The fatal cancer, which is clonally derived and transmitted between the devils by biting, has led to the decline of about 60 percent in their population since the disease was first reported in 1996

New York, January 1 -- The Tasmanian devils, inhabitants of the Australian island of Tasmanian, are on the verge of extinction. But the scientists in Australia claim that they have found the source of facial cancer that has endangered the world’s largest surviving marsupial carnivore.

Devil facial tumor disease (DFTD) is a form of cancer that is noticed in and around the mouth as small lesions or lumps. Eventually they develop into large tumors around the face and neck and sometimes even in other parts of the body. It prevents the devils from eating, leading to death by starvation.

The fatal cancer, which is clonally derived and transmitted between the devils by biting, has led to the decline of about 60 percent in their population since the disease was first reported in 1996.

As a result the devils were listed as vulnerable under the Tasmanian Threatened Species Protection Act 1995 and the Australian Environment Protection and Biodiversity Conservation Act 1999 in 2006.

Schwann cells--origin of DFTD
Now a team of researchers state that they have decoded the deadly cancer. Presenting their finding in Science, the researchers believe that the devil's Schwann cells, tissues that protect the nerve fibers, are the likely origin of the cancer.

Further, the researchers have also "identified suite of genes relevant to the cancer pathology and transmission". This will help the doctors distinguish facial cancer from other cancers, thus leading to genetic pathway to treat the disease.

The devils are prone to a number of cancers like breast cancer, leukaemia etc, and it has been very difficult for the doctors to differentiate between facial and other cancers. Now that the origin of facial cancer has been indentified, the genes can be used as diagnostic markers.

The researchers made this discovery by comparing the genes active in both healthy and sick Tasmanian devils.

Elizabeth Murchison, of Cold Spring Harbor Laboratory and the Australian National University, who led the research, was quoted by BusinessWeek as saying, “Our findings represent a big step forward in the race to save the devils from extinction."

Cultural references to Tasmanian devils
The Tasmanian devils, the iconic animal in Australia, have been popular among both domestic and international tourists.

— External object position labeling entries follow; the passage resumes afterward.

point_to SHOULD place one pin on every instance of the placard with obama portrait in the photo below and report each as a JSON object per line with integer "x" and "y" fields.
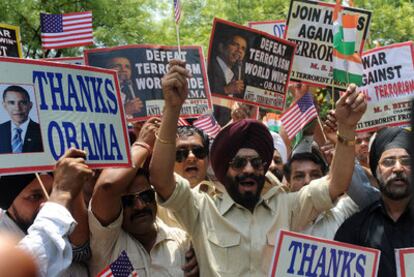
{"x": 248, "y": 64}
{"x": 140, "y": 70}
{"x": 310, "y": 26}
{"x": 49, "y": 107}
{"x": 303, "y": 255}
{"x": 388, "y": 83}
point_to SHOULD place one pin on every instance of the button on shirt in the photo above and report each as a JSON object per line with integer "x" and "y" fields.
{"x": 228, "y": 239}
{"x": 165, "y": 259}
{"x": 372, "y": 227}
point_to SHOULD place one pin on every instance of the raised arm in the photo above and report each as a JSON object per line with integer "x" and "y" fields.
{"x": 175, "y": 90}
{"x": 349, "y": 110}
{"x": 113, "y": 182}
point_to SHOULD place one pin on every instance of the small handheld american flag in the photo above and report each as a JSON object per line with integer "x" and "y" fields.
{"x": 66, "y": 30}
{"x": 298, "y": 115}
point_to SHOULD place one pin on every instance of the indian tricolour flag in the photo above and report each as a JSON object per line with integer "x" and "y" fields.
{"x": 347, "y": 64}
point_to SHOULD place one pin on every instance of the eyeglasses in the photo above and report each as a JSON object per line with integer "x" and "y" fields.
{"x": 182, "y": 153}
{"x": 146, "y": 197}
{"x": 240, "y": 162}
{"x": 390, "y": 161}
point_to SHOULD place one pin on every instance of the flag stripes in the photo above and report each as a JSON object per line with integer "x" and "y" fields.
{"x": 66, "y": 30}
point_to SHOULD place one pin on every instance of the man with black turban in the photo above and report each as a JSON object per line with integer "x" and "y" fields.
{"x": 388, "y": 223}
{"x": 234, "y": 233}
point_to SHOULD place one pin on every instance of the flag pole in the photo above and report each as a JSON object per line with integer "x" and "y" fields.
{"x": 177, "y": 28}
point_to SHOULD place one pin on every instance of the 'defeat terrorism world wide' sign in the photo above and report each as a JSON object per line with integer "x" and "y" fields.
{"x": 63, "y": 106}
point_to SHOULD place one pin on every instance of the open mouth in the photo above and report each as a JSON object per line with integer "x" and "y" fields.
{"x": 191, "y": 169}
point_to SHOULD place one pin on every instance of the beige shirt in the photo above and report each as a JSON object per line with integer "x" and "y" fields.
{"x": 231, "y": 241}
{"x": 165, "y": 259}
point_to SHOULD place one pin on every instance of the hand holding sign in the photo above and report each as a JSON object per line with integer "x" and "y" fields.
{"x": 174, "y": 84}
{"x": 71, "y": 173}
{"x": 234, "y": 87}
{"x": 350, "y": 108}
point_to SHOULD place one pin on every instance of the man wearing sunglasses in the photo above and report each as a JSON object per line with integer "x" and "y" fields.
{"x": 123, "y": 216}
{"x": 388, "y": 223}
{"x": 233, "y": 233}
{"x": 191, "y": 159}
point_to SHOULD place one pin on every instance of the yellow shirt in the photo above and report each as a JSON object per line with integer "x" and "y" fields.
{"x": 228, "y": 239}
{"x": 165, "y": 259}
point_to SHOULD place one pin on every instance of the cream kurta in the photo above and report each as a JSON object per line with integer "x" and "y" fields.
{"x": 166, "y": 257}
{"x": 231, "y": 241}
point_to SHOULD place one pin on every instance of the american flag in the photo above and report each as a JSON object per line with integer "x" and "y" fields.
{"x": 208, "y": 124}
{"x": 121, "y": 267}
{"x": 66, "y": 30}
{"x": 182, "y": 122}
{"x": 298, "y": 115}
{"x": 177, "y": 11}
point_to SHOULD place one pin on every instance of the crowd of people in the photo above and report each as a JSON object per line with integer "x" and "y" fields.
{"x": 194, "y": 206}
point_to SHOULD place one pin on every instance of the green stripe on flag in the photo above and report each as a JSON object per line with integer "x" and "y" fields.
{"x": 345, "y": 48}
{"x": 346, "y": 77}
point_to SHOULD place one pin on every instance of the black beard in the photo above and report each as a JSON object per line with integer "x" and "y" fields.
{"x": 385, "y": 186}
{"x": 249, "y": 199}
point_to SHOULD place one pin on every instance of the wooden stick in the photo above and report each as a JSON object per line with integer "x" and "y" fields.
{"x": 42, "y": 186}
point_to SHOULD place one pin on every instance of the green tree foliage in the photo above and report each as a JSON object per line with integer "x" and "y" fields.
{"x": 120, "y": 22}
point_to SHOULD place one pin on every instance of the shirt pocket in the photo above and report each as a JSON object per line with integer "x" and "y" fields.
{"x": 268, "y": 251}
{"x": 226, "y": 252}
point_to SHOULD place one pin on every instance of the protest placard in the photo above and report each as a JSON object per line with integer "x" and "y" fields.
{"x": 310, "y": 26}
{"x": 67, "y": 60}
{"x": 302, "y": 255}
{"x": 248, "y": 64}
{"x": 140, "y": 69}
{"x": 57, "y": 106}
{"x": 388, "y": 83}
{"x": 404, "y": 261}
{"x": 10, "y": 42}
{"x": 273, "y": 27}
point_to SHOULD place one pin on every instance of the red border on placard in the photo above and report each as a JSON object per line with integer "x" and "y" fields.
{"x": 252, "y": 23}
{"x": 396, "y": 45}
{"x": 353, "y": 9}
{"x": 401, "y": 253}
{"x": 80, "y": 67}
{"x": 283, "y": 233}
{"x": 232, "y": 24}
{"x": 162, "y": 47}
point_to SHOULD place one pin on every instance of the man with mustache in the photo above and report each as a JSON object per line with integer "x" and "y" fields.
{"x": 388, "y": 223}
{"x": 123, "y": 216}
{"x": 233, "y": 233}
{"x": 20, "y": 134}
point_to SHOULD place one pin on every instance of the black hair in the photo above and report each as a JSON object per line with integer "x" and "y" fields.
{"x": 187, "y": 131}
{"x": 18, "y": 89}
{"x": 314, "y": 156}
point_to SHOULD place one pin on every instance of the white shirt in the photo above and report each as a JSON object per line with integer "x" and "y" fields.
{"x": 328, "y": 222}
{"x": 228, "y": 73}
{"x": 47, "y": 238}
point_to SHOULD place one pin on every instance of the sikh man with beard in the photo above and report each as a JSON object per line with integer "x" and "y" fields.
{"x": 233, "y": 233}
{"x": 388, "y": 223}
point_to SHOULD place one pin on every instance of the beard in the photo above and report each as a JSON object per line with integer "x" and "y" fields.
{"x": 391, "y": 191}
{"x": 23, "y": 223}
{"x": 247, "y": 199}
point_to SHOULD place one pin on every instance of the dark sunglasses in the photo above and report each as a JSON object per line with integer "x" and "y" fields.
{"x": 146, "y": 197}
{"x": 182, "y": 153}
{"x": 240, "y": 162}
{"x": 391, "y": 161}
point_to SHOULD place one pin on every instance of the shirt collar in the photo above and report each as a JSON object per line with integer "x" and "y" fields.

Their unique personality has made them the subject of a number of documentaries and children books.

The dog-sized marsupial is also featured as ‘Taz’ in the cartoon series Looney Tunes by Warner Bros.

The Tasmanian devil is the symbol of the Tasmanian National Parks and Wildlife Service. Also, the former Tasmanian Australian rules football team, which played in the Victorian Football League, was known as the Devils.